We ask how to defend user ability to plausibly deny their interest in topics deemed sensitive in the face of search engine learning. We develop a practical and scalable tool called \PDE{} allowing a user to detect and assess threats to plausible deniability. We show that threats to plausible deniability of interest are readily detectable for all topics tested in an extensive testing program. Of particular concern is observation of threats to deniability of interest in topics related to health and sexual preferences. We show this remains the case when attempting to disrupt search engine learning through noise query injection and click obfuscation. We design a defence technique exploiting uninteresting, proxy topics and show that it provides a more effective defence of plausible deniability in our experiments.

💡 Research Summary

The paper addresses the problem of preserving a user’s ability to plausibly deny interest in sensitive topics when interacting with commercial web search engines that continuously personalize results and advertisements based on inferred user interests. The authors formalize “plausible deniability” as a probabilistic notion: a user can plausibly deny interest in a sensitive category c_i if, after observing the search engine’s personalized output, the posterior probability that the user is interested in c_i is not significantly higher than the probability of interest in any other (non‑sensitive) category.

To operationalize this definition, they introduce the Plausible Deniability Estimator (PDE). PDE works by injecting a set of pre‑defined “probe queries” at regular intervals into a user’s normal query stream. For each probe query, the system records the advertisements (and potentially other personalized elements) displayed on the results page. By mapping each ad to a topic category using a manually curated dictionary, PDE updates a Bayesian posterior over the user’s interest vector X̄ ∈ {0,1}^N after each interaction. The cumulative posterior probability P_i for each sensitive category is then compared against a user‑specified threshold (e.g., 0.5). If P_i exceeds the threshold, PDE flags a loss of plausible deniability.

The threat model treats the search engine as a black‑box observer that selects personalized content it believes will maximize click‑through and revenue. The key assumption is that the engine’s personalization reveals its internal belief about user interests through the ads it serves; the authors verify that an average of 2–3 ads appear per probe query, providing sufficient signal.

Experiments were conducted on Google Search using twelve sensitive topics (cancer, bankruptcy, addiction, sexual orientation, etc.) and five “proxy” topics (consumer electronics, travel, cooking, etc.). Thirty synthetic user profiles were created, each performing sessions that included 3–5 sensitive queries. Results show that without any defense, merely three to five revealing queries enable the engine to infer a sensitive interest with posterior probability ≥ 0.9 in 100 % of cases; health‑related and sexual‑preference topics reach ≈ 0.95.

Two families of defenses were evaluated. The first, traditional noise injection (random queries and misleading click patterns), was tested at noise‑to‑signal ratios from 1:1 up to 10:1. While noise occasionally reduced the posterior for a single query, the engine quickly re‑learned the true topic, and posterior probabilities remained above 0.7 even at the highest noise levels. Thus, short‑term obfuscation does not protect long‑term plausible deniability.

The second, novel “proxy‑topic” defense, deliberately interleaves queries about commercially valuable but personally uninteresting topics. When proxy queries comprised at least 70 % of the session, the posterior for the sensitive category dropped below 0.2, and PDE rarely signaled a deniability breach. The authors argue that because modern search engines learn topics rapidly, steering the learning process toward a benign proxy effectively dilutes the signal from the sensitive queries.

The paper also discusses limitations and future work. Currently PDE only analyses ad content; other personalization signals such as “Top Stories,” related tweets, or Knowledge Graph results could provide additional evidence of learning and should be incorporated in later versions. Moreover, as search engines evolve, they may develop counter‑strategies to proxy‑topic defenses, prompting an ongoing “arms race.”
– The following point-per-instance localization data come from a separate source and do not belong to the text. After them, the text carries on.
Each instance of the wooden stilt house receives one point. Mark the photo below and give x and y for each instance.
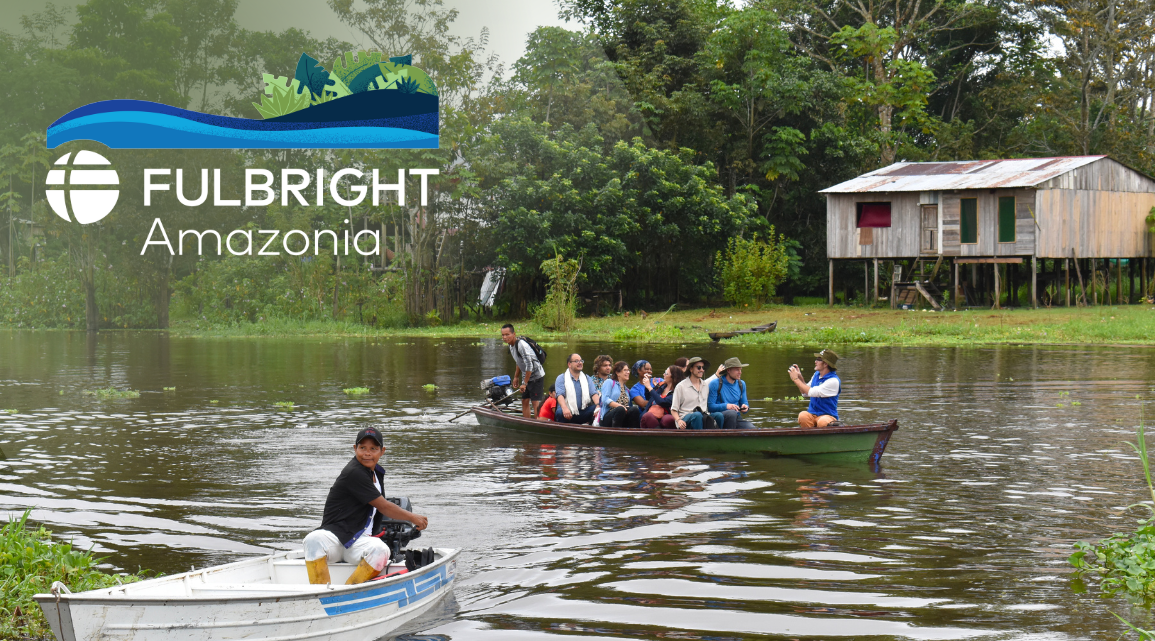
(1072, 215)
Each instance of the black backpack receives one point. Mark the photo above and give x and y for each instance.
(537, 349)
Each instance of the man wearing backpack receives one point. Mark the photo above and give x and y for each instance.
(528, 357)
(728, 395)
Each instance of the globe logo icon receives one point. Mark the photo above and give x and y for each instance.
(94, 200)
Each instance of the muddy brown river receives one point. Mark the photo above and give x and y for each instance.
(1004, 457)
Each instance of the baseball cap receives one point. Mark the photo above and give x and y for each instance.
(370, 433)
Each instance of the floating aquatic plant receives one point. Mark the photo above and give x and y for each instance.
(112, 393)
(1124, 561)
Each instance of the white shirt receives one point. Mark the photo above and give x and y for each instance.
(527, 360)
(686, 397)
(826, 389)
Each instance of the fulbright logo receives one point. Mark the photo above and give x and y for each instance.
(91, 202)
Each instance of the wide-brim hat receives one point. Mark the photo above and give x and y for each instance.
(828, 357)
(735, 362)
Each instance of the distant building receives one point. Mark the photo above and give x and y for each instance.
(993, 211)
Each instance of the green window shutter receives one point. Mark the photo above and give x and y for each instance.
(969, 223)
(1006, 218)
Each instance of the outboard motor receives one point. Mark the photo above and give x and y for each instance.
(397, 534)
(498, 390)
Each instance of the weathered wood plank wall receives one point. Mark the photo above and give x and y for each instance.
(1093, 223)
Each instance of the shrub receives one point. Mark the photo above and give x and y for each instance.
(750, 270)
(559, 310)
(30, 561)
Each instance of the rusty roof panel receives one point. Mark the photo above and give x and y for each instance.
(961, 174)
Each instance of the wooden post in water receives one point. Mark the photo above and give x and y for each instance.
(1034, 282)
(954, 266)
(876, 281)
(1066, 280)
(996, 269)
(831, 303)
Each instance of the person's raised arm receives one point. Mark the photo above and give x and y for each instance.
(390, 509)
(796, 378)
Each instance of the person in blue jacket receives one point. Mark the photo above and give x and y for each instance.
(728, 395)
(824, 390)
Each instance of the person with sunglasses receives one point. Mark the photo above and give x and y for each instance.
(822, 390)
(578, 396)
(691, 397)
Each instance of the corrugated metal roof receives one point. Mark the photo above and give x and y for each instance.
(961, 174)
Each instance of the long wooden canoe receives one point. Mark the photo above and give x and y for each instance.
(760, 329)
(863, 442)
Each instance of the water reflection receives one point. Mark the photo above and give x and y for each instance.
(1003, 459)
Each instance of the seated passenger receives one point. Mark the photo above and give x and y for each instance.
(618, 410)
(550, 405)
(657, 414)
(691, 399)
(824, 390)
(354, 511)
(640, 392)
(602, 366)
(728, 395)
(578, 397)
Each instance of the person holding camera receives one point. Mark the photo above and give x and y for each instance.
(690, 399)
(822, 389)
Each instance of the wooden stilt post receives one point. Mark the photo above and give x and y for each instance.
(831, 303)
(1142, 280)
(1034, 282)
(1066, 280)
(1118, 281)
(954, 265)
(996, 270)
(876, 281)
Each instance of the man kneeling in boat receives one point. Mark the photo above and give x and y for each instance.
(824, 390)
(352, 512)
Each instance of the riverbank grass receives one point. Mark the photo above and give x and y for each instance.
(797, 326)
(30, 561)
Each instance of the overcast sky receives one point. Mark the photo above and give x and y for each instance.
(509, 21)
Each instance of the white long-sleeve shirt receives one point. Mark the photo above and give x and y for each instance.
(826, 389)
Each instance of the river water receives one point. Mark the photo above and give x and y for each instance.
(1004, 457)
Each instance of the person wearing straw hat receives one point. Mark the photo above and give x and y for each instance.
(728, 395)
(824, 390)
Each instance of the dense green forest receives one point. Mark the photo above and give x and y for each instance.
(638, 144)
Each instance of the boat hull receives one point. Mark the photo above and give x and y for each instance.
(211, 612)
(859, 442)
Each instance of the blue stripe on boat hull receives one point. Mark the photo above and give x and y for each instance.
(403, 594)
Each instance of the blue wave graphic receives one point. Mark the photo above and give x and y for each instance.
(139, 125)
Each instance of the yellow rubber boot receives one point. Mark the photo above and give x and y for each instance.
(318, 571)
(363, 573)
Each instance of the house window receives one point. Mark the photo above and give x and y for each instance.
(873, 215)
(1006, 218)
(968, 226)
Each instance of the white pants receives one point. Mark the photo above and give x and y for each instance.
(323, 543)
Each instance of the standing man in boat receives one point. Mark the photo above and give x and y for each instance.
(578, 396)
(824, 390)
(527, 362)
(352, 512)
(728, 395)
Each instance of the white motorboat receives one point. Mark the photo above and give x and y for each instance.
(266, 598)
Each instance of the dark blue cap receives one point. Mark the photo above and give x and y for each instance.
(370, 433)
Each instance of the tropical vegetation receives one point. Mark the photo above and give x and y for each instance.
(643, 143)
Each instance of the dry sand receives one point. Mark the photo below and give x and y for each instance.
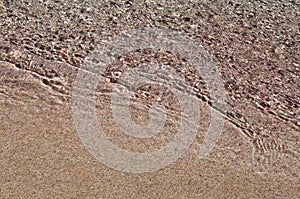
(255, 45)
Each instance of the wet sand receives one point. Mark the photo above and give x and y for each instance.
(42, 46)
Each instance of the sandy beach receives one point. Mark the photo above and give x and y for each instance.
(45, 47)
In the related‑work section, the authors contrast their approach with existing privacy tools like TrackMeNot, GooPIR, and PWS, which rely primarily on random noise. They highlight that PDE offers a measurable, probabilistic assessment of deniability risk, while the proxy‑topic strategy leverages the engine’s own learning dynamics for sustained protection.

In conclusion, the study delivers a practical, scalable framework for users to monitor and preserve plausible deniability during web search. PDE can be built with publicly available APIs and open‑source components, making it accessible to ordinary users and researchers alike. The proxy‑topic defense demonstrates that purposeful, low‑cost query shaping can substantially reduce the risk of sensitive profiling, offering a promising direction for future privacy‑preserving search technologies.